I've got application with 10 pods and traffic is load balanced between all pods. There was an issue that caused transactions queued up and few pods could not recover properly or took a long time to process the queue once the issue was fixed. The new traffic was still too much for some of the pods.
I'm wondering if I can block new traffic to particular pod(s) in a replicaset and let them process the queue and once the queue is processed then let the new traffic come in again?

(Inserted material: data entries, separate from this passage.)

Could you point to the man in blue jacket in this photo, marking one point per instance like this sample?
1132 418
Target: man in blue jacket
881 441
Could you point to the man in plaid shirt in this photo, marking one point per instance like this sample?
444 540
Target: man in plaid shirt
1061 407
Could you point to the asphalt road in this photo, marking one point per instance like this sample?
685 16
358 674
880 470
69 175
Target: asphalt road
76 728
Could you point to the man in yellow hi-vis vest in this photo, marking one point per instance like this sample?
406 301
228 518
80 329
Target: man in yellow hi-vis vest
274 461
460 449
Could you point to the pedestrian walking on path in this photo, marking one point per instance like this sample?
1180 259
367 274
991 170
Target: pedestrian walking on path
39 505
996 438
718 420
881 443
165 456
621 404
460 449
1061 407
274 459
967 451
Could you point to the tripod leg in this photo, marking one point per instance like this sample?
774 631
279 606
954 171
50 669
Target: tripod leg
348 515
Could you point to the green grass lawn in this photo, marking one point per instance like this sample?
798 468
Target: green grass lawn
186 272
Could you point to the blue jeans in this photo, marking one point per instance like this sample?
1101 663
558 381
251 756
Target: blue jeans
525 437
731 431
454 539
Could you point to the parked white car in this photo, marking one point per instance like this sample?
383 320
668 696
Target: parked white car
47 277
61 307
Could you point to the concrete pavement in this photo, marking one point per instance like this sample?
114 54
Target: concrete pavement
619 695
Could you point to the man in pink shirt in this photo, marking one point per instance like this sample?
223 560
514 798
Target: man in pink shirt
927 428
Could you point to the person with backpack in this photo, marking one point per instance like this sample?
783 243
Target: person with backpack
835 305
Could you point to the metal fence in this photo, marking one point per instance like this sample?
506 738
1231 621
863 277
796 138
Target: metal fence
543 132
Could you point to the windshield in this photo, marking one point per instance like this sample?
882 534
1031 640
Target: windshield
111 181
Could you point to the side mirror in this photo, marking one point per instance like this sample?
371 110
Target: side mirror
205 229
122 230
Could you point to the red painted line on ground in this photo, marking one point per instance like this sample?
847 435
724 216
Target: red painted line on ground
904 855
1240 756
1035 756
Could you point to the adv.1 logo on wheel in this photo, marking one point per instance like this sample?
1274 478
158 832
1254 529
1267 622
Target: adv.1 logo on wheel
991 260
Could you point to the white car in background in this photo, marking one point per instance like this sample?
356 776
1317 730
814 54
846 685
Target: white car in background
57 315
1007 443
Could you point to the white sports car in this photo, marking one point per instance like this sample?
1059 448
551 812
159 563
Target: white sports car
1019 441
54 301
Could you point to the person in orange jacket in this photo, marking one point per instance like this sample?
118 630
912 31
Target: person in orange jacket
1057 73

For that you can use the probe to handle this scenario
A Readiness probe is one way to do it.
What probes to do is, continuously check inside the container or POD for the process is up or not on configured time interval.
Example
readinessProbe:
exec:
command:
- cat
- /tmp/healthy
initialDelaySeconds: 5
periodSeconds: 5
you can create the endpoint into the application which will be checked by the K8s automatically and if K8s will 200 it will mark the POD as Ready to handle the traffic. Or else mark as Unready not to handle traffic.
Note :
Readiness and liveness probes can be used in parallel for the same container. Using both can ensure that traffic does not reach a container that is not ready for it, and that containers are restarted when they fail.
The Readiness probe won't restart your POD if it's failing, while the liveness probe will restart your POD or container if it's failing and sending 400.
In your scenario, it's better to use the Readiness probe, so the process keeps running and never gets restarted. Once application ready to handle traffic K8s will get the 200 responses on endpoint.